The cracked boards were every bit as loose as I’d imagined—the bent nails that held them into the trunk of the oak, coated with a thick layer of rust. Every time I reached for the next rung I was sure it was going to come loose in my hand, sending me tumbling backward into air and down to the hard packed dirt below.

About twelve feet up, I checked to see how much further I had to go. Since I’d started my climb, the wind had picked up and the oaks braches swept at the cloudless sky in a dizzying sway. All at once I didn’t want to climb any higher. I’d live with them calling me a chicken. All I wanted was to feel solid earth beneath my feet.

I was reaching down with my left foot—feeling for the board below, when something ricocheted off the back of my shoe. A blur of gray chipped at the bark only a few feet from my right hand and something hard and sharp cut into my calf.

“Can’t come down till you reach the top.”

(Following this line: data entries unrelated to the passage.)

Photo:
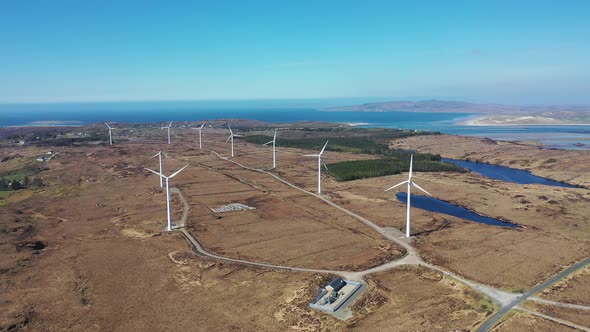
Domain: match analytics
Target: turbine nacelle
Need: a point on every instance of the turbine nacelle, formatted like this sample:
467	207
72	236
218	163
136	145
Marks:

“Stop that!” I shouted. I tried to scurry back down the way I’d come, but a flurry of rocks whizzed through the air around me.

“Cry baby! Call for your mom.”

With no other choice, I climbed several more rungs, trying to get out of the boys’ reach. I don’t honestly remember much about the rest of the climb, except that it seemed to take forever. With my face pressed against the rough bark of the oak tree, tears dripping down my cheeks, I moved from one ancient-looking board to the next.

At one point I realized the only way to get to the next rung was by putting my hand into one of the basketball sized knotholes that had frightened me so much from below. In my mind I was sure there was something inside the hole that would attack me—wasps, bats, spiders. Whatever it was, it would knock me from the tree as surely as a nail coming lose under my feet.

At once I thought back to an experience I’d had when I was only a few years old and my cousin and sister had talked me into putting my hand into the hole of an old stone fence behind our house. There had been something in the hole, something alive and breathing. I’d been scared to death when I’d felt movement beneath my fingers but it turned out to be full of kittens a mama cat had given birth to a few days before.

“Let it be kittens,” I whispered. “Please let it be kittens. Not spiders or bees.”

It turned out the knothole was empty after all, and I kept climbing, not daring to look up or down. It wasn’t until I reached for the next board and found myself grasping the edge of the tree fort that I realized I’d made it all the way to the top. A dizzy array of emotions washed over me. Relief. Triumph. Joy. I’d made it. I was part of the club. The kids who’d thought I was a baby would have to tell everyone I’d climbed to the top of the tree without chickening. All the other second graders would be suitably impressed.

Pulling myself up into the fort, I clung to a narrow limb and turned around to share my victory.

No one was there.

The kids who’d I’d been so intent on impressing—who’d promised to let me be part of their club—had left while I climbed to the top of the tree. As I sat on the splintery little structure, swaying back and forth with the wind, I realized the whole thing had been for nothing. I had worked so hard to get to a place I didn’t even want to be, to impress kids who were never worth the effort and didn’t care about what I’d accomplished.

I’d like to say I came away from that experience a much wiser person. That I tucked an acorn into my pocket and anytime I thought about doing something purely to impress someone else, I looked at my acorn and chose a wiser path. Unfortunately I have been guilty more than once over the course of my life of taking a certain job, saying a certain thing, or buying some unnecessary item because I thought it would impress other people. And usually when I reached the top of those particular trees, I realized I’d climbed them for nothing.

But every once in a while I look at people who seem to be having more fun than me and realize I don’t want to be at the top of their tree. It might be the perfect place for them, the view might be better, the air clearer. But I’m usually happier with my feet set solidly on the ground, surrounded by people who love me without me having to prove myself to them. And then I’m reminded of my tree, and I think that maybe my climb wasn’t completely wasted after all.